Thomas Frank's poignant analysis captures the class divide for the Democrats:"Inequality is the reason that some people find such incredible significance in the ceiling height of an entrance foyer, or the hop content of a beer, while other people will never believe in anything again."

That kind of despondency has fueled Trump's apocalyptic populism. And despite his many repugnant policy positions, he's hit the pulse of a large portion of America that is aware, quite correctly, that the middle class is fading; the real growing middle classes are in Asia today. When Trump says he'll turn the GOP into a "worker's party" and that NAFTA will be ended or renegotiated, economically left-behind workers in many states listen.
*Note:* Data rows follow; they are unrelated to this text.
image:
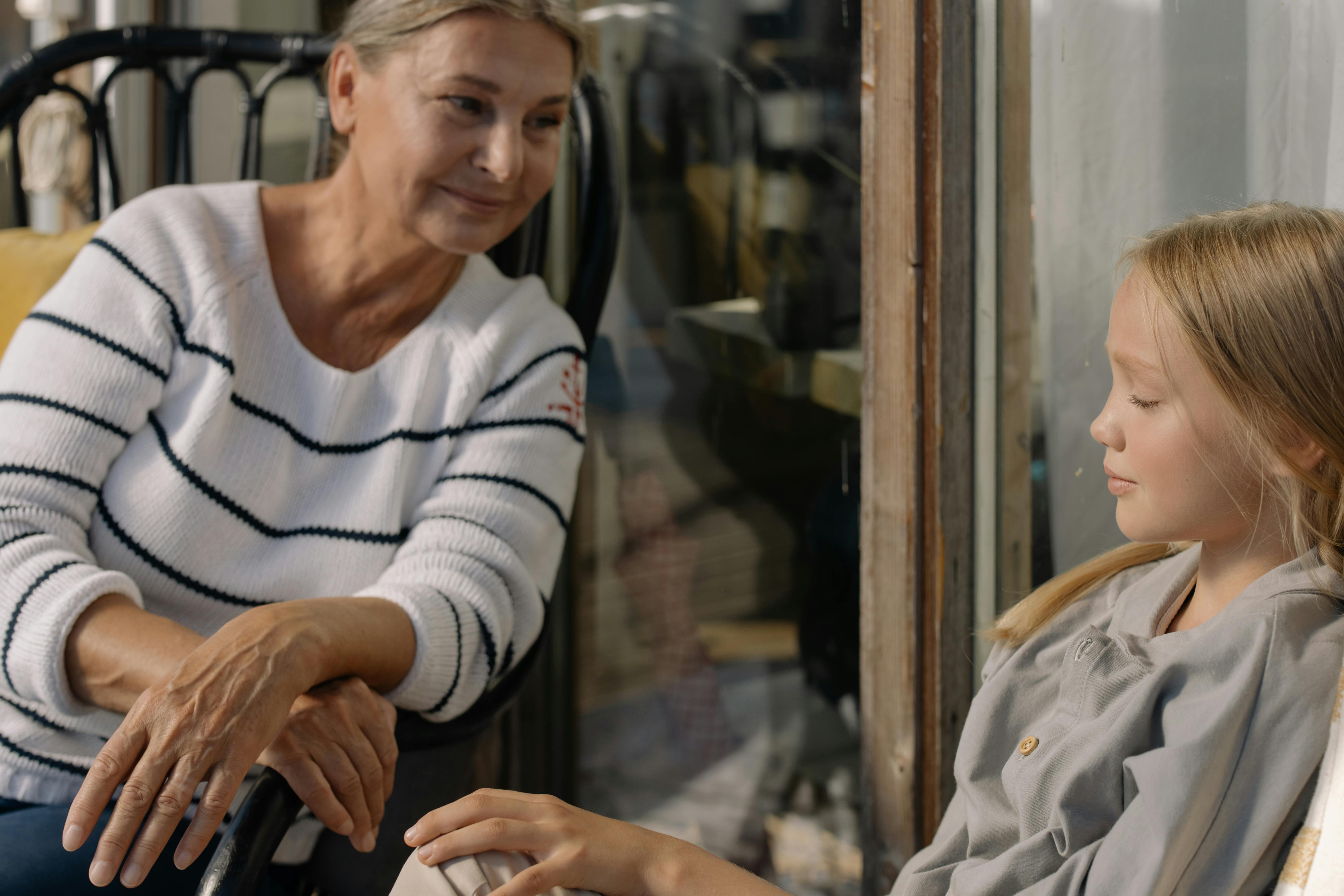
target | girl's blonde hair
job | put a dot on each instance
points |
(378, 29)
(1259, 295)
Trump's voters can be found in regions of the country almost entirely bypassed by the post-Great Recession recovery. This covers a lot of territory: Between 2010 and 2014, almost 60 percent of counties witnessed more businesses closing than opening. That contrasts sharply with the period following the recession of 1990-91, when only 17 percent of counties continued to see declines in business establishments. In the aftermath of the Great Recession, a mere 20 counties produced half of the growth in new businesses.

The real danger is that the Democrats will win a runaway victory in November and fail to heed any of the lessons behind Trump's rise. With Clinton's campaign actively wooing disaffected Republicans, chances are considerable that the populist strands of both Trump's and Bernie Sanders' campaign will receive little but lip service. "If Hillary Clinton goes for the Republican support," remarked longtime journalist Robert Scheer, "she will not be better. And then four years from now what Trump represents will be stronger." Paul Ryan's doubling down on austerity politics - the same ones thoroughly rejected by Republican voters in the primaries - will add fuel to the fire.

With the recent decision by Great Britain to leave the European Union, it seems that reactionary populism in the West has won a major victory; it should perhaps come as no surprise. A recent study by the Centre for Economic Policy Research found that far-right parties gain the most politically in the wake of major financial crises. While the research focuses on Europe, it's clear that the mix of populism and nativism brewing there is echoed by Trump here. And even if he loses in November, without a major change from both parties, someone else will tap into the vein of anger and discontentment that he's so expertly mined.